Town Centre Empty Homes Fund (TCEHF)
A former fund to create affordable homes for sale and rent by converting disused commercial premises. It also targeted long-term empty homes needing renovation to make them habitable.
Rural and Islands Housing Fund (RIHF)
Launched in 2016 with the primary aim of increasing the supply of long term affordable housing of all tenures in rural and islands areas. The fund is open to a wide range of potential applicants, including those not able to access traditional funding streams such as community bodies, rural landowners, landlords and private developers. It enables them to take a more active role in meeting the housing needs of their community.

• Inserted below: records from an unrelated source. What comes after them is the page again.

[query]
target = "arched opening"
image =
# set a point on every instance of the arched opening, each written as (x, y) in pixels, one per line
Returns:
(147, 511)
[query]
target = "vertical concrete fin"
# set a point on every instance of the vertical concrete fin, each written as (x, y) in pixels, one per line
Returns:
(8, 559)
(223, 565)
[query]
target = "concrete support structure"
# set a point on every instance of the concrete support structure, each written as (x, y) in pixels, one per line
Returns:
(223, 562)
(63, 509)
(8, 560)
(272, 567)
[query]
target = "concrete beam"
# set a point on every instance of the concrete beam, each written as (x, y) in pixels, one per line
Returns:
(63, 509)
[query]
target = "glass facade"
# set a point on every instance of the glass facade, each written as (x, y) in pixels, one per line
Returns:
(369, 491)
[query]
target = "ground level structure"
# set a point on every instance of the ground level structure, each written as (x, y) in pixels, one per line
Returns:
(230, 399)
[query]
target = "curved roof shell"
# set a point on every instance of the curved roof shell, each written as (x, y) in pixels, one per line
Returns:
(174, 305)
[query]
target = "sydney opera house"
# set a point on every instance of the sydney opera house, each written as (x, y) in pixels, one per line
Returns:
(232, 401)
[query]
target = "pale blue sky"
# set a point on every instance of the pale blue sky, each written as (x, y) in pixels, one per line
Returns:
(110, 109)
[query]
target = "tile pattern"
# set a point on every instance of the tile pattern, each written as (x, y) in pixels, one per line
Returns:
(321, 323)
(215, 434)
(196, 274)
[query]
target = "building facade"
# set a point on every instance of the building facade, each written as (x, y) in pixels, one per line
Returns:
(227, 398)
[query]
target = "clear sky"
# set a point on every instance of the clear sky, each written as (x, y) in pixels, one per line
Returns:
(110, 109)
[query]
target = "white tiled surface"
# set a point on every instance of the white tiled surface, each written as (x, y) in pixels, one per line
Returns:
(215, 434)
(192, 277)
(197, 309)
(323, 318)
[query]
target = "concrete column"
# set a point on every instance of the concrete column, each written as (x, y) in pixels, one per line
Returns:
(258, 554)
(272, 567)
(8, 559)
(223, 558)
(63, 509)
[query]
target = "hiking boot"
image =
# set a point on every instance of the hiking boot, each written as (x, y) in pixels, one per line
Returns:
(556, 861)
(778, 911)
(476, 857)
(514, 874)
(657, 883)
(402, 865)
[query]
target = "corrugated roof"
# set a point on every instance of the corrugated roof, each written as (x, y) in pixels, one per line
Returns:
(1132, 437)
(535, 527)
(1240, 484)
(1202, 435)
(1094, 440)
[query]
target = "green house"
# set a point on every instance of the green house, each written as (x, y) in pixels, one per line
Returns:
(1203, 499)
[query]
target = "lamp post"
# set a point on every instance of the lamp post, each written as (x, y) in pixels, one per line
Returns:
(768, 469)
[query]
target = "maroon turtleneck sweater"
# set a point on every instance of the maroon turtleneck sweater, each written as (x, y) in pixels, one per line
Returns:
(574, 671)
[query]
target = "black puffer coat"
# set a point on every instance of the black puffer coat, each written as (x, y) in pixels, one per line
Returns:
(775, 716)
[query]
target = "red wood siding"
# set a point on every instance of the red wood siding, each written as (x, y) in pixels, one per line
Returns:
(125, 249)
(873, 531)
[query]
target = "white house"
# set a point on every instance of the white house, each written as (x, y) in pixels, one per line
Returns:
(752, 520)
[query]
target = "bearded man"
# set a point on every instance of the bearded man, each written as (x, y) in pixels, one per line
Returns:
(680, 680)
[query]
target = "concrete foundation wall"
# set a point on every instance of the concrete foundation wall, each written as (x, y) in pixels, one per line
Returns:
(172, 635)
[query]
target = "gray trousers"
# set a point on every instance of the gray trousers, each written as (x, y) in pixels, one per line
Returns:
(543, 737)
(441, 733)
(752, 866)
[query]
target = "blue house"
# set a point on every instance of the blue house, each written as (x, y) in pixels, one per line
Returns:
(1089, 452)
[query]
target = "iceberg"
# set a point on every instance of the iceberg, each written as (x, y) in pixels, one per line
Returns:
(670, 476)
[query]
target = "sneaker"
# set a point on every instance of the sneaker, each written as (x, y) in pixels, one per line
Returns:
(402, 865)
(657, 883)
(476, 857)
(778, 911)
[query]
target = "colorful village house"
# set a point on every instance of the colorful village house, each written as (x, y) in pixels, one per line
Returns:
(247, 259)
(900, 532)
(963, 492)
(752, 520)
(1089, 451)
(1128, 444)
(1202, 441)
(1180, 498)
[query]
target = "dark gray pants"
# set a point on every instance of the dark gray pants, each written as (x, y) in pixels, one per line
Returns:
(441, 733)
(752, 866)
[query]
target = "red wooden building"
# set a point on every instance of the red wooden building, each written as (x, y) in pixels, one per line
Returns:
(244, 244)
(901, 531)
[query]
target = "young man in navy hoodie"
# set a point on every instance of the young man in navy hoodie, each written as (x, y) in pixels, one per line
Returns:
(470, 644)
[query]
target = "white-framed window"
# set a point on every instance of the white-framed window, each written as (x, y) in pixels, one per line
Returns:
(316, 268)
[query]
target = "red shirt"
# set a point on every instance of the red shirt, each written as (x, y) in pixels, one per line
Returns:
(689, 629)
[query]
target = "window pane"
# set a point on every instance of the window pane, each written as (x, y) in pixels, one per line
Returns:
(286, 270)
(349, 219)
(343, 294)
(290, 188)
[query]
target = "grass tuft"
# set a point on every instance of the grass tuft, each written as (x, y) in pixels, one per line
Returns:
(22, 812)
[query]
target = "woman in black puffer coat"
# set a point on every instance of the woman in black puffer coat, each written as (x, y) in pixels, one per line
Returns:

HIF funds housing infrastructure where projects have stalled or can’t proceed due to the level or cost of infrastructure. With the launch of the Housing to 2040 Strategy, we have set out a clear case for “infrastructure first” investment to support long-term housing development, focused on strong place-based investment approaches.
To support these aims, Scottish Ministers have approved the continuation of HIF grant funding with an anticipated further 5 year funding allocation. The continuation of HIF provides an opportunity to build on the successes and lessons learned to date and ensure there remains infrastructure support to unlock housing and deliver on the core aims of Housing to 2040.
Innovative funding solutions such as government guarantees, loans and grant recycling are supporting our ambitions to create communities that are inclusive, empowered, resilient and safe, while expanding the delivery of more homes across all tenures.
We continue to collaborate across the public and private sectors, working with local authorities and delivery partners to maximise available public resources in order to harness increased levels of private finance in innovative ways.
A number of other projects have contributed to the continued expansion of affordable housing supply through Mid market rent (MMR) across Scotland including LAR Housing Trust and the MMR Invitation.
Local Affordable Rented (LAR) Housing Trust – a Scottish charity supported by a package of SG loan funding and Institutional Investment, and set up to provide MMR homes across Scotland.
Mid market rent Invitation – Places for People (PfP) Capital were selected as the preferred bidder and are supported by a package of SG loan funding and pension fund investment to provide MMR homes across Scotland.
Charitable Bond - The Charitable Bond model is an innovative funding mechanism which provides loan finance for affordable housing, while also generating capital funds, in the form of Charitable Donations. In some instances the donations formed the sole subsidy contribution from the Scottish Government towards the development of social housing but in other cases they were donated in addition to grant funding through the AHSP.